Scrum is an agile project management methodology for building products within a single organization. Using scrum, a team develops its product in small pieces, with each piece building upon its predecessors. Organizations originally created Scrum and other agile methodologies to manage and develop their own products using their own resources. As a result, they're inward-facing with budgets and resources often managed by a single entity. This can lead to difficulties and misunderstandings when working for an external client.
Consultancy Scrum was created to address the shortcomings of Scrum in a consulting environment. In Consultancy Scrum, the inward-facing nature of Scrum is turned inside-out, making it outward-facing and allowing multiple organizations to collaborate.
Traditional Scrum is great at managing products. However, consultancies are usually hired to work on projects. Products are feature- and deadline-driven, whereas projects are goal-driven and powered by collaboration between people and teams.
The difference is subtle, but thinking in terms of projects is key to Consultancy Scrum.
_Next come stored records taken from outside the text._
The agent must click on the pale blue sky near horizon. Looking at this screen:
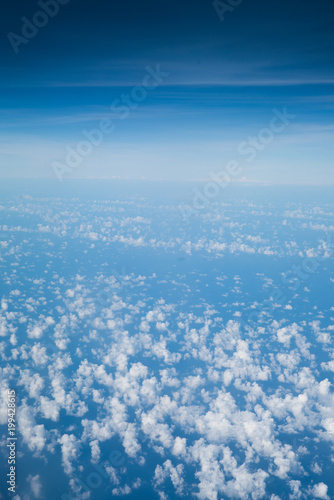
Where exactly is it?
[0,0,334,185]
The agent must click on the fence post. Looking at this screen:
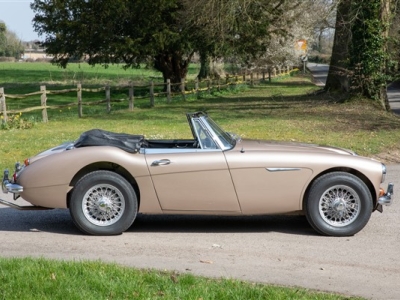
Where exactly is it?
[40,85,49,123]
[0,88,7,122]
[129,81,135,111]
[167,79,171,103]
[76,83,82,118]
[181,78,186,100]
[106,84,111,113]
[194,77,200,99]
[150,80,154,107]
This is why we refer to the PO as the Project Owner.
In Consultancy Scrum, the Product Owner is someone on the client side. Clients who are new to the Product Owner role will need to learn how to write user stories, how to prioritize them, what to look for in stories, and why accepting stories is important.
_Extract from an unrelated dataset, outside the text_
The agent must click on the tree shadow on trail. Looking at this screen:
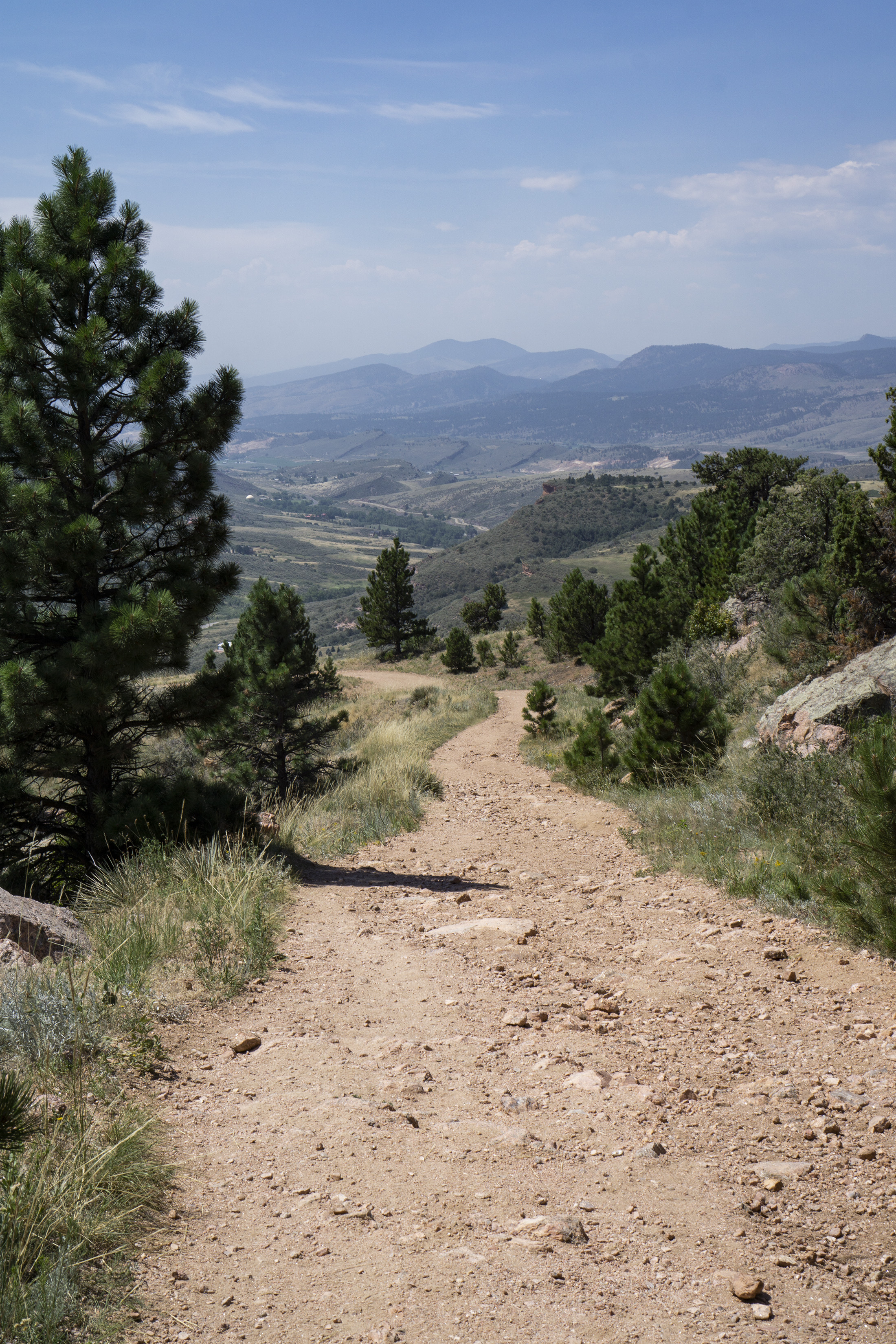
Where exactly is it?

Most importantly, clients need to understand how something can be “done” when it’s only one piece of the puzzle. It may take some training on the part of the vendor, but an integrated, invested client can be the development team’s greatest resource.
Encourage the Product Owner and stakeholders to pick their two highest priorities: Budget, Timeline, or Features. The backlog should always be fine-tuned to meet the most important of the two, allowing the third to be flexible.
Note: Budget is always one of the two, even if the client says it isn’t. When working for an outside stakeholder, budget is a driver and should be reviewed with the client and team on a consistent basis. This minimizes the risk of surprises. No one wants to run out of money before the project is complete.
When the client is integrated into development, it’s easy to think of them as another member of the team. Remember that they’re still the client and have business and emotional needs that need to be met beyond the scope of the project.
Appoint an account manager-like point of contact who isn’t purely project focused. This person can have frank discussions with the client to make sure all of their needs are being met without any of the day-to-day project concerns getting in the way.
Scrum is all about being agile, allowing for change, and "failing fast." Your project management methology should be agile, too.
Every client, project, and person is different. What works for one project may not work for another. Consultancy Scrum embraces this and allows you to adapt to your client's unique culture.